Vsevelod made grand preparations for this enterprise. Conferring with the warlike Sviatoslaf and other ambitious princes, a large army was collected at the head waters of the Volga. They floated down the wild stream, in capacious flat-bottomed barges, till they came to the mouth of the Kama. Thus far their expedition had been like the jaunt of a gala day. Summer warmth and sunny skies had cheered them as they floated down the romantic stream, through forests, between mountains and along flowery savannas, with pennants floating gayly in the air, and music swelling from their martial bands. War has always its commencement of pomp and pageantry, followed by its terminations of woe and despair.
Vsevelod in person led the army. Near the mouth of the Kama they abandoned their flotilla, which could not be employed in ascending the rapid stream. Continuing their march by land, they pushed boldly into the country of the Bulgarians, and laid siege to their capital, which was called “The Great City.” For six days the battle raged, and the city was taken. It proved, however, to be but a barren conquest. An arrow from the walls pierced the side of a beloved nephew of Vsevelod. The young man, in excruciating agony, died in the arms of the monarch. Vsevelod was so much affected by the sufferings which he was thus called to witness, that, dejected and disheartened, he made the best terms he could, soothing his pride by extorting from the vanquished a vague acknowledgment of subjection to the empire. He then commenced his long march of toil and suffering back again to Moscow, over vast plains and through dense forests, having really accomplished nothing of any moment.
The reign of Vsevelod continued for thirty-seven years. It was a scene of incessant conflict with insurgent princes disputing his power and struggling for the supremacy. Often his imperial title was merely nominal. Again a successful battle would humble his foes and bring them in subjection to the foot of his throne. But, on the whole, during his reign the fragmentary empire gained solidity, the monarchical arm gained strength, and the sovereign obtained a more marked supremacy above the rival princes who had so long disputed the power of the throne. Vsevelod died, generally regretted, on the 12th of April, 1212. In the Russian annals, he has received the surname of Great. His reign, compared with that of most of his predecessors, was happy. He left, in churches and in fortresses, many monuments of his devotion and of his military skill.

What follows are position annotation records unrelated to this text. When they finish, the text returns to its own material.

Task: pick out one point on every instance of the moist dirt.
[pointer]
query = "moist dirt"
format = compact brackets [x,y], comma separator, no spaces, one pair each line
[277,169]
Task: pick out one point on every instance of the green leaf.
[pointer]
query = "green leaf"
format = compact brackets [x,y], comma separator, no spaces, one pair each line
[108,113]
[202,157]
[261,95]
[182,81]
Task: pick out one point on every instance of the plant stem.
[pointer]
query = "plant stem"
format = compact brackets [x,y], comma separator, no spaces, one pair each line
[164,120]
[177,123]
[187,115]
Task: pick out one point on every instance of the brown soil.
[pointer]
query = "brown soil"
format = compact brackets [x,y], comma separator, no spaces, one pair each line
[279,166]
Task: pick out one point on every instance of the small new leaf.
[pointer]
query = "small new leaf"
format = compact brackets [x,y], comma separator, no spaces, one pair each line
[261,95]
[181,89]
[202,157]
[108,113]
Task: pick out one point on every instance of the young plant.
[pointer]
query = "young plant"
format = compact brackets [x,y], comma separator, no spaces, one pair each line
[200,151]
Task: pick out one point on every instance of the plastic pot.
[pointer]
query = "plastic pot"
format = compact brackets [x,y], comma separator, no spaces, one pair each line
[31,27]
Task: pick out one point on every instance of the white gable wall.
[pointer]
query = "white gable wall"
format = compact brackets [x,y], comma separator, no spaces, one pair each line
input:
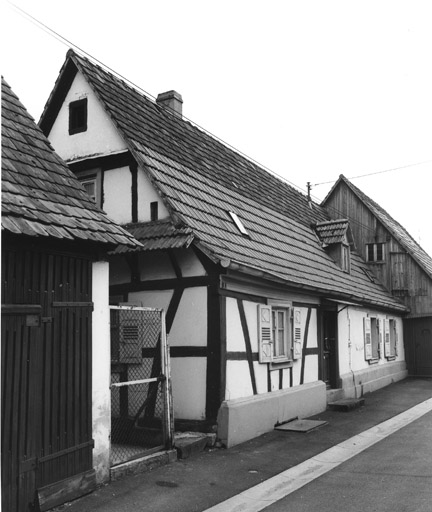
[101,136]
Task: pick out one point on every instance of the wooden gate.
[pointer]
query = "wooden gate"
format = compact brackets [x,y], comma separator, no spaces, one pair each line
[46,378]
[418,346]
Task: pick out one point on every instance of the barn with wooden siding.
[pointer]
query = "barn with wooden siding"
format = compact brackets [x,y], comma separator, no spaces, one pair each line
[54,317]
[268,315]
[397,261]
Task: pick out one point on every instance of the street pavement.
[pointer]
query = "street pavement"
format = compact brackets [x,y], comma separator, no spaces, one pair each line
[394,474]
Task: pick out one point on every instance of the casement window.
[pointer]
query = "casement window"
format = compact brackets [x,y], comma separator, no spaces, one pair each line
[91,180]
[279,333]
[90,187]
[375,252]
[78,116]
[372,335]
[390,338]
[346,258]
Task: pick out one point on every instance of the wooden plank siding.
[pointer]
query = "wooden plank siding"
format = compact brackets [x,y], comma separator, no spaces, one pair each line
[399,272]
[46,371]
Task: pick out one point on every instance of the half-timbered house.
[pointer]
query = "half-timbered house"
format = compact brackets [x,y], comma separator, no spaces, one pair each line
[269,307]
[55,367]
[396,260]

His wife, Maria, seems to have been a woman of sincere piety. Her brief pilgrimage on earth, passed six hundred years ago, led her through the same joys and griefs which in the nineteenth century oppress human hearts. The last seven years of her life she passed on a bed of sickness and extreme suffering. The patience she displayed caused her to be compared with the patriarch Job. Just before she died, she assembled her six surviving children around her bed. As with tears they gazed upon the emaciated cheeks of their beloved and dying mother, she urged them to love God, to study the Bible, to give their hearts to the Saviour and to live for heaven. She died universally regretted and revered.